Uitspraak
OVERWEGINGEN
.
Centrale Raad van Beroep
In deze zaak heeft appellante, geboren in 1942 en erkend als vervolgde onder de Wet uitkeringen vervolgingsslachtoffers 1940-1945 (Wuv), een verzoek ingediend voor een vergoeding voor de aanschaf van een auto met automatische transmissie. Dit verzoek werd afgewezen door de Raad van bestuur van de Sociale verzekeringsbank, omdat appellante in staat werd geacht om gebruik te maken van een taxi. De Centrale Raad van Beroep heeft de zaak behandeld na beroep van appellante, die werd bijgestaan door haar advocaat, mr. J.C.M. van Berkel. Verweerder werd vertegenwoordigd door A.T.M. Vroom-van Berckel.
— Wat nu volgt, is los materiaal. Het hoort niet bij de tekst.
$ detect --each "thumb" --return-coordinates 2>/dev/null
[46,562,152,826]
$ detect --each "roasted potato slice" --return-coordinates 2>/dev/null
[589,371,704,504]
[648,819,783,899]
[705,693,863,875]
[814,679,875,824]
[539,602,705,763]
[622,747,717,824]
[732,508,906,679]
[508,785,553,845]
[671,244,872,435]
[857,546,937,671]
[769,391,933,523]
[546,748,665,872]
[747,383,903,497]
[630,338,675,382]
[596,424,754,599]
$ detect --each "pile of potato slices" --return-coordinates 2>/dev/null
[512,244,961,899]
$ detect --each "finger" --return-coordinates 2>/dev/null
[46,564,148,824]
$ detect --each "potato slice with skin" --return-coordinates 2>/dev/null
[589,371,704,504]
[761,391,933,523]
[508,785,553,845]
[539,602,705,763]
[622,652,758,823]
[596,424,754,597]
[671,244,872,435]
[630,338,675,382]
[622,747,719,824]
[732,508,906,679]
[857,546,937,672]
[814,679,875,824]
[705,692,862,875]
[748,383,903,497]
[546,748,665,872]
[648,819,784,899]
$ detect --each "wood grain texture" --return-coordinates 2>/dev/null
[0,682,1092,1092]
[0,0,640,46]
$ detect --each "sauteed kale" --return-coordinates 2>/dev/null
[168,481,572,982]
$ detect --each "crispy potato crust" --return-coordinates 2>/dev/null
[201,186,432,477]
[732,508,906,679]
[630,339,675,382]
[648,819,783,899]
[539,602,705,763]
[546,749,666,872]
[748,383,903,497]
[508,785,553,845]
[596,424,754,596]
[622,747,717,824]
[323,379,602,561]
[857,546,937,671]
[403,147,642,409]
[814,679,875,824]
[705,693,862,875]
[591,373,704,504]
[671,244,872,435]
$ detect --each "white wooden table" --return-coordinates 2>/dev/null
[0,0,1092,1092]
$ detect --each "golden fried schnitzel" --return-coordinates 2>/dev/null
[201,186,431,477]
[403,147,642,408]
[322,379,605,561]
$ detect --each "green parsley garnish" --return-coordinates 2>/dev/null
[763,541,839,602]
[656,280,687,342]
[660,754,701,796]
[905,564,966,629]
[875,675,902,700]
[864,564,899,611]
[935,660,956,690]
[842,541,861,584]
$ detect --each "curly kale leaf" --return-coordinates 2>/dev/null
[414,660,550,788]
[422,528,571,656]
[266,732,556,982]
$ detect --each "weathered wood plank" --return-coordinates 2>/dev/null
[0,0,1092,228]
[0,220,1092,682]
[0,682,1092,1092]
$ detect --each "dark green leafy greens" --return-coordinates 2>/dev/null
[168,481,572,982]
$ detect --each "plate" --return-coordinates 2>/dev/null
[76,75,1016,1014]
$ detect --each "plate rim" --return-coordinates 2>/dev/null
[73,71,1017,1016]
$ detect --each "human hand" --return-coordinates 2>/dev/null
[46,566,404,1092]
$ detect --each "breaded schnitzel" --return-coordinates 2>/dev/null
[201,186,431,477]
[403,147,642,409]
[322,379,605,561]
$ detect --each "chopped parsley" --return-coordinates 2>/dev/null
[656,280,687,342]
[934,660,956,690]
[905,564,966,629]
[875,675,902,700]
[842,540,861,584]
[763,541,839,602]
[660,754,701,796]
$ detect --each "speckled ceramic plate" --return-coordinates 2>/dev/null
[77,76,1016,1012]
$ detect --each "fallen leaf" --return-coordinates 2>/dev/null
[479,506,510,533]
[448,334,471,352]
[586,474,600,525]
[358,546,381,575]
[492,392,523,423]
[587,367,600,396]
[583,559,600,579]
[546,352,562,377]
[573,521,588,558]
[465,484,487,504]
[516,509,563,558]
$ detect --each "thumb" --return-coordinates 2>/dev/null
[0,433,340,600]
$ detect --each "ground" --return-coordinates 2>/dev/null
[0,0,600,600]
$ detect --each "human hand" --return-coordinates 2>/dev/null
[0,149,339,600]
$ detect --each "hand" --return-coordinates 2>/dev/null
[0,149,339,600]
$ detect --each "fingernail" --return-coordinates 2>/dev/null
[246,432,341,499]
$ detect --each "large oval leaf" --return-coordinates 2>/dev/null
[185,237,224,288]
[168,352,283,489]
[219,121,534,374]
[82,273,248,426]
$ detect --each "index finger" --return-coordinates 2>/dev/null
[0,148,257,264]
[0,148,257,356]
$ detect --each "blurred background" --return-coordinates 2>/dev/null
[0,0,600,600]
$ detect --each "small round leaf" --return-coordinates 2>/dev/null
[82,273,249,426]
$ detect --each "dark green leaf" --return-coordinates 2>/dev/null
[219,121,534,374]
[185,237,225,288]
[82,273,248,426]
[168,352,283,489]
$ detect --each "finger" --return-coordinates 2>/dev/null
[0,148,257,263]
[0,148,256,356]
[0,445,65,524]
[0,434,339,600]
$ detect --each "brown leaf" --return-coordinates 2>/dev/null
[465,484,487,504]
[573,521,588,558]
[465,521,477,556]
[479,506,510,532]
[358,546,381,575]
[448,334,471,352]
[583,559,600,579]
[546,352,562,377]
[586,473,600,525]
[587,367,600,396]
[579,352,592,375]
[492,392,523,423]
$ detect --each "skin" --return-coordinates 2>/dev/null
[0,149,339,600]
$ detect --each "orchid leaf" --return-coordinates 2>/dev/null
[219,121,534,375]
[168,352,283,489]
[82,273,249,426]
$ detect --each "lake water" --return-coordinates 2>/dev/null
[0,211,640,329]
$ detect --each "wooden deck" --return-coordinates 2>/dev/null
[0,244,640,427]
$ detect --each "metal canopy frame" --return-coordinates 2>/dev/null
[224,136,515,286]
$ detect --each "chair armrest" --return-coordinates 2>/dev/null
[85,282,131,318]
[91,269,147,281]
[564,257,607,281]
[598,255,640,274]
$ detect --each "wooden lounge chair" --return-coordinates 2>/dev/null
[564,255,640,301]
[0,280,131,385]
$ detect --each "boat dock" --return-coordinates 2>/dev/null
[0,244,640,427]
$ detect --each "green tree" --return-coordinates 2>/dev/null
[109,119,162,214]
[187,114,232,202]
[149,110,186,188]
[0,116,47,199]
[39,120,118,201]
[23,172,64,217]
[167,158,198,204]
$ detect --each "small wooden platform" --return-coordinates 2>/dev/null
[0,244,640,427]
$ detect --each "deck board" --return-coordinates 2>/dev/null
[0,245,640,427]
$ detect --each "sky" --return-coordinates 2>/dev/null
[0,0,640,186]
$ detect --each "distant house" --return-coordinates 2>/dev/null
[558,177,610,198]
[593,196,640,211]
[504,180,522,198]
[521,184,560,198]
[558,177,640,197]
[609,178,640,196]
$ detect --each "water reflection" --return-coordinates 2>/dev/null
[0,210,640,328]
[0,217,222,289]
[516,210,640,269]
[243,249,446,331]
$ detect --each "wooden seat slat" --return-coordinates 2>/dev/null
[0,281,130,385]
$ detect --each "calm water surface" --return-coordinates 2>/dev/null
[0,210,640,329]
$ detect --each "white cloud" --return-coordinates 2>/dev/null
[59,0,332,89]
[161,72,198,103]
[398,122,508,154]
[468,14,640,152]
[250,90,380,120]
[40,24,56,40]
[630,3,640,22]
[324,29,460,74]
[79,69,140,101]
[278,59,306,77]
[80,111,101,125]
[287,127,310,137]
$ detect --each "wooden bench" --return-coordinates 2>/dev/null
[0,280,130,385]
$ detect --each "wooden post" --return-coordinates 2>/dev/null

Tijdens de zitting op 2 november 2017 werd duidelijk dat appellante geen gebruik kan maken van het openbaar vervoer, maar dat zij wel in staat wordt geacht om een taxi te nemen. De Raad heeft de adviezen van geneeskundig adviseurs R. Loonstein en R.J. Roelofs in overweging genomen, die beiden concludeerden dat er geen medische indicatie was die het gebruik van een taxi uitsloot. De Raad oordeelde dat appellante zelf aangaf in staat te zijn om van een taxi gebruik te maken, en dat praktische bezwaren, zoals het wonen in een afgelegen dorp, niet voldoende waren om haar aanvraag te honoreren.
De Centrale Raad van Beroep heeft uiteindelijk geoordeeld dat het bestreden besluit in stand kan blijven en heeft het beroep ongegrond verklaard. De uitspraak werd gedaan door B.J. van de Griend, met J. Tuit als griffier, en vond plaats op 4 januari 2018.